David Haines avait 42 ans quand il a été enlevé dans le nord de la Syrie. Au total, 25 journalistes et humanitaires avaient été séquestrés par le groupe jihadiste EI naissant en Syrie. Neuf d'entre eux ne sont jamais revenus

David Haines et son bourreau - il s'agit de la troisième exécution par décapitation, par l'EI, d'un otage occidental en un mois (Crédit : capture d'écran SITE)
David Haines et son bourreau - il s'agit de la troisième exécution par décapitation, par l'EI, d'un otage occidental en un mois (Crédit : capture d'écran SITE)

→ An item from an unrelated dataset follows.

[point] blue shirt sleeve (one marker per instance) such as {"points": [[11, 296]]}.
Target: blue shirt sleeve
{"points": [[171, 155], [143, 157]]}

« Salut ma chérie, j’espère que ça va », écrit le 12 mars 2013 David Haines à sa fille Bethany. Dans les trois semaines qui suivront, l’humanitaire britannique, kidnappé puis exécuté par le groupe État islamique en Syrie, recevra une avalanche de textos, qu’il ne « verra jamais ». Alors elle les lit au procès de ses geôliers présumés.

David Haines, qui travaillait pour l’ONG Acted, avait 42 ans quand il a été enlevé dans le nord de la Syrie. Au total, 25 journalistes et humanitaires avaient été séquestrés par le groupe jihadiste EI naissant en Syrie. Neuf d’entre eux ne sont jamais revenus.

Bethany Haines, 27 ans, arrive à la barre avec sa demi-soeur Athea, 15 ans, et la mère de cette dernière. Groupées à la barre, agrippées à leurs feuilles de papier, elles ne lancent pas un regard au box où sont assis Mehdi Nemmouche et Abdelmalek Tanem, accusés d’avoir été gardiens d’otages.

« Le 12 mars, mon père m’a envoyé le dernier de ses textos », dit Bethany, longs cheveux noirs, voix tendue mais claire. « ‘Salut ma chérie, j’espère que ça va. Je vais bien, je travaille en Turquie. J’espère que ça va mieux, je t’aime, Papa ».

Son père, kidnappé quelques heures plus tard de l’autre côté de la frontière en Syrie, n’aura jamais sa réponse. Ni ses messages des semaines suivantes qu’elle lit les uns après les autres, dans le silence pesant de la salle d’audience de la cour d’assises spéciale de Paris.

« Hey Dad », commence Bethany Haines. « Salut papa », traduit l’interprète. « J’espère que tout se passe bien en Turquie, moi je prépare mes partiels ».

Mehdi Nemmouche lors du verdict de son procès pour l’attentat terroriste au Musée juif de Bruxelles, le 12 mars 2019 au Palais de justice de Bruxelles. (Crédit : AFP / Pool / YVES HERMAN)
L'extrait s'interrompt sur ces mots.